When a contractor is trading a limited company, there is likely to be a time when they would benefit from speaking to a Liquidator. Although the terms Liquidator and Insolvency Practitioner have negative connotations, the advice these professionals give can be of huge financial benefit to contractors.

He is not trying to dodge paying his dues (he has always paid corporation tax and VAT for his business and personal tax where applicable), he simply cannot pay his debts.

Overview Liquidation is a process where the company’s assets are seized and realised, with the resulting proceeds used to pay off its debts and liabilities.
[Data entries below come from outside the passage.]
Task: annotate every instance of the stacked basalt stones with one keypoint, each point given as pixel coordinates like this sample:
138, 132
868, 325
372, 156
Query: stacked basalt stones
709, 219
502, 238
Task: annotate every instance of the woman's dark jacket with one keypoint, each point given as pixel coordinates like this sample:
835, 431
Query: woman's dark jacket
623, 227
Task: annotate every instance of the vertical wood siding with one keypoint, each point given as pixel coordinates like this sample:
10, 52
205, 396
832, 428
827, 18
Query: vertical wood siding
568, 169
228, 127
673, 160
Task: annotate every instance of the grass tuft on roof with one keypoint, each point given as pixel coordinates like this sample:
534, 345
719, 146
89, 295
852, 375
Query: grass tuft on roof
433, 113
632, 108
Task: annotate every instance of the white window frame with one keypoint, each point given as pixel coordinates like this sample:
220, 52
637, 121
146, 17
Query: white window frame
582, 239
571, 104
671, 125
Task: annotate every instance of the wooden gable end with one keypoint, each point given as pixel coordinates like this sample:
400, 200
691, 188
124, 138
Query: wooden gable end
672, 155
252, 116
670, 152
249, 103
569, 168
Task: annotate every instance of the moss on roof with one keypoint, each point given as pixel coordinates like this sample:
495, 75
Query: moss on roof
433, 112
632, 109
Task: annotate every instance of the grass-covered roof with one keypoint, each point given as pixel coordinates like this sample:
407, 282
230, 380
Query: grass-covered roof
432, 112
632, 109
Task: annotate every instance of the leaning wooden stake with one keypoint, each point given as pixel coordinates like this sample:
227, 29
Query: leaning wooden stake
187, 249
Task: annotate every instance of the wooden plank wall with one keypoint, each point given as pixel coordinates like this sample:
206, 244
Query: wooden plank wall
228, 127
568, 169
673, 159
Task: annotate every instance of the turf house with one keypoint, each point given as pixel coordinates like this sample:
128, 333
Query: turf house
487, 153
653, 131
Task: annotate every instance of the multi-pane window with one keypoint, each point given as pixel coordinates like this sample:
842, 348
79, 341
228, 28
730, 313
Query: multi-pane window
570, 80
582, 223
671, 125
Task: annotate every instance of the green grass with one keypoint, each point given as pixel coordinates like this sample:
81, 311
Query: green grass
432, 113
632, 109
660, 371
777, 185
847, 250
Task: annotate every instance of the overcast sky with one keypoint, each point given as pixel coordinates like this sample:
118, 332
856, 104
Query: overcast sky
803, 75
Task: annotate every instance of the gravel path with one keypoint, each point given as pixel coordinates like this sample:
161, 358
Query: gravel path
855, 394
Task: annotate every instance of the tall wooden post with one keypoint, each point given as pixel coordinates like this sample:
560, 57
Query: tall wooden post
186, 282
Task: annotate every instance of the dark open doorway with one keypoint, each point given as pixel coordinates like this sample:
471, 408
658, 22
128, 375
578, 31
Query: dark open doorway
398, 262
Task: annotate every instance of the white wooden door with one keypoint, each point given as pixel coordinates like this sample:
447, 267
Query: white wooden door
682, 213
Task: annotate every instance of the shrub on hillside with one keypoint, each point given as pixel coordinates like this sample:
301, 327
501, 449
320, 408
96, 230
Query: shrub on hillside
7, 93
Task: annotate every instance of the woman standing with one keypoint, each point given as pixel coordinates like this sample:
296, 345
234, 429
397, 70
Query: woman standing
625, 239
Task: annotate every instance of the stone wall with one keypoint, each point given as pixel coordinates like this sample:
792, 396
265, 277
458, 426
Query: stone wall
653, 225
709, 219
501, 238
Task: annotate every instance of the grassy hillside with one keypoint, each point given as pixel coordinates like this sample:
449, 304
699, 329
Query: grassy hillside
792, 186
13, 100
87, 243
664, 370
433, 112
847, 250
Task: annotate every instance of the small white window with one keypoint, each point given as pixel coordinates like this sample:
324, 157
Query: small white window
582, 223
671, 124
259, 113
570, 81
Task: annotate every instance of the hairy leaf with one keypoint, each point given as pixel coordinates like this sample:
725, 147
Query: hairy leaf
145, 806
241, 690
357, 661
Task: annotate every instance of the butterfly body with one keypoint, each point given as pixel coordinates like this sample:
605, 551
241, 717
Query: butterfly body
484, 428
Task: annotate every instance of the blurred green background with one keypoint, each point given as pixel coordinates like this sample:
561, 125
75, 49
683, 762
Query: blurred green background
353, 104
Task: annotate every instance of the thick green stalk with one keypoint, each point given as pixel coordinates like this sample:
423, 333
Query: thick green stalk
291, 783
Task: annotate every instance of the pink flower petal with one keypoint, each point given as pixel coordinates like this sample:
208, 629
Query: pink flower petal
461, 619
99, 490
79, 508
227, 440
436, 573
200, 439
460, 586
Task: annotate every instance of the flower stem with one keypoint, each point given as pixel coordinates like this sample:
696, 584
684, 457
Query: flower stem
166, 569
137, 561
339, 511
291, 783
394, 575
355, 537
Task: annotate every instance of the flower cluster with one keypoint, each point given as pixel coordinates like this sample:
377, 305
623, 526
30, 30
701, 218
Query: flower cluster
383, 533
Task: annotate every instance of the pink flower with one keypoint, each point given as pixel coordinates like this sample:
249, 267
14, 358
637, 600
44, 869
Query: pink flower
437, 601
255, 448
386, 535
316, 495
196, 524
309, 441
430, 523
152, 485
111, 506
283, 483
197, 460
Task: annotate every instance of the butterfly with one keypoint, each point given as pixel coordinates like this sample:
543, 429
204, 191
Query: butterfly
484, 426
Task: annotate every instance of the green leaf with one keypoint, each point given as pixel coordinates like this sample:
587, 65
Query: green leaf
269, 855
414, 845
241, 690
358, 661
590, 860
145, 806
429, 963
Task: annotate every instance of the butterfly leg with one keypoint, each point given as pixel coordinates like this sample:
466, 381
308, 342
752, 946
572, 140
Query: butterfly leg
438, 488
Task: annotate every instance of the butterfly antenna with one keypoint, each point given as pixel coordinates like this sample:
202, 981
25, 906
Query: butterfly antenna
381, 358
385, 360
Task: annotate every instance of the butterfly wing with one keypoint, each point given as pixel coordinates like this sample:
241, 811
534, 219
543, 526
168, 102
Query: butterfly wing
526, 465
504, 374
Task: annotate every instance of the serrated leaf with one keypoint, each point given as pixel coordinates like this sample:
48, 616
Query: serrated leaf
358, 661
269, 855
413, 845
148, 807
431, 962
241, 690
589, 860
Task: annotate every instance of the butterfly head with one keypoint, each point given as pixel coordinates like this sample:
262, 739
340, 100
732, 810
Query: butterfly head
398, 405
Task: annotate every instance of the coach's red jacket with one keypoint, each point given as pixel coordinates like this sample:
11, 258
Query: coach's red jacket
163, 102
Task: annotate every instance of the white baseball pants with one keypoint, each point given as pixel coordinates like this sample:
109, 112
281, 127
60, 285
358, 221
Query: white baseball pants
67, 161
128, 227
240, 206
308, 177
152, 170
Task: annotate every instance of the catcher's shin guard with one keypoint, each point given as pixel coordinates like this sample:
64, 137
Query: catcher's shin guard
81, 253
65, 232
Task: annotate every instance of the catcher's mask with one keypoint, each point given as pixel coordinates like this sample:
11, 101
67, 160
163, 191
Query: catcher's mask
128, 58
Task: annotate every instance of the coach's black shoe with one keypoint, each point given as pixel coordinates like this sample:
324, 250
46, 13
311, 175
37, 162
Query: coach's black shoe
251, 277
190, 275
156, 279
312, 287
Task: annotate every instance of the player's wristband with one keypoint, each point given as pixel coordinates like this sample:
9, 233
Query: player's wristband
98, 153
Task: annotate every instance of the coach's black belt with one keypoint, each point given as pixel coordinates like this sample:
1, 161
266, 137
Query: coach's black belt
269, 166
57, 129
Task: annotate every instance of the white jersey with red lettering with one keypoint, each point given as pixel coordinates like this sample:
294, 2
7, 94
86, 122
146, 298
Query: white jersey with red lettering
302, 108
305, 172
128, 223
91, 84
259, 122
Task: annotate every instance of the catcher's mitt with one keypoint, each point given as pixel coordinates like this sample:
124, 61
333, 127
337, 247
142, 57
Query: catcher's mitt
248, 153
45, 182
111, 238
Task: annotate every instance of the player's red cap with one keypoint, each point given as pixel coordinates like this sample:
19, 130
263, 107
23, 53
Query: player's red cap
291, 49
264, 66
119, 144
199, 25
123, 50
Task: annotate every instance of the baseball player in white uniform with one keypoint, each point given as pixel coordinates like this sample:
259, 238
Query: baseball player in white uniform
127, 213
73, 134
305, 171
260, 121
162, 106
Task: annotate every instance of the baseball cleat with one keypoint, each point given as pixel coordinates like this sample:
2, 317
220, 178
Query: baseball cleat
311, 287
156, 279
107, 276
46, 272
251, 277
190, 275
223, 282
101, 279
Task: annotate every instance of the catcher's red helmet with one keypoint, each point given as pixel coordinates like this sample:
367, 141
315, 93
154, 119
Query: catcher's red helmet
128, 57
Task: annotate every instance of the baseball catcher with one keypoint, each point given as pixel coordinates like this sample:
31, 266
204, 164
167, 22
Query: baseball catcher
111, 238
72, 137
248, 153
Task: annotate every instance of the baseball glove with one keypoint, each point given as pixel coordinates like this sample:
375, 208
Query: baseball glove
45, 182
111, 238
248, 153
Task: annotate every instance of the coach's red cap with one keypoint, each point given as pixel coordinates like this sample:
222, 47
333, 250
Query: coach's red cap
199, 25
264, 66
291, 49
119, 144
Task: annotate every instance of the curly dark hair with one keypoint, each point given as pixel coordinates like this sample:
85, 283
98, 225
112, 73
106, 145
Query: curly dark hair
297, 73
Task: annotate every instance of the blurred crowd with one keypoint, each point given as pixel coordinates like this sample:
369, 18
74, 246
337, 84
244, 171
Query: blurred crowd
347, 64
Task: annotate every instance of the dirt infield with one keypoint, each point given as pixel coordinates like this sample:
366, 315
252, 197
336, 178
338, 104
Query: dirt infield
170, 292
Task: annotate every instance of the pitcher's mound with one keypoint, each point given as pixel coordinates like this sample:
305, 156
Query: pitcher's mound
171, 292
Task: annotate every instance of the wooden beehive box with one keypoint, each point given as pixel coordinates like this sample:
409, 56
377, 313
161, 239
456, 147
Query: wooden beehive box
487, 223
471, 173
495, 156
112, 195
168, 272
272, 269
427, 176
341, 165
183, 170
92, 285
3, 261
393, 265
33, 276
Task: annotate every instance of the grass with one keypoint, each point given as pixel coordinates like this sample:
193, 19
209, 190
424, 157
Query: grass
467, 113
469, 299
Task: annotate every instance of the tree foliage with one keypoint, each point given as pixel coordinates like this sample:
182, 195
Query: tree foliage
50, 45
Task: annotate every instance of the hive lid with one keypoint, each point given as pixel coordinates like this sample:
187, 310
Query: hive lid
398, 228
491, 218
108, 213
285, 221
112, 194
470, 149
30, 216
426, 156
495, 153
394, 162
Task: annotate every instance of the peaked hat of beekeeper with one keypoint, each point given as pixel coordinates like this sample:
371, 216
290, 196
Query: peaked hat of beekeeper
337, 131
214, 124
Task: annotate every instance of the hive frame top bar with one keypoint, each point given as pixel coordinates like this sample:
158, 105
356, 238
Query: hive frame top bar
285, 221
If you’re the director of a limited liability company that goes into liquidation, you face little risk – provided that you’ve acted properly and in good time – but there are a number of consequences that you need to be aware of.

When a liquidator is appointed, most of your powers as a director will cease.

You will no longer have control of the company or anything it owns, nor will you be entitled to act for or on behalf of the company.

However, your duties and responsibilities as a director remain.

Unsecured creditors are paid on a pari passu basis, i.e. Any surplus is then distributed among the contributories of the company.

Reasons for winding up a company Members' voluntary winding up The company’s contributories (also known as members or shareholders) may pass a resolution that the company be wound up and that a liquidator be appointed.

A company shall be dissolved and consequently wound up in the following cases: Liquidation, or dissolution is the procedure for concluding the affairs of a company which is no longer required, or which cannot continue by reason of its insolvency.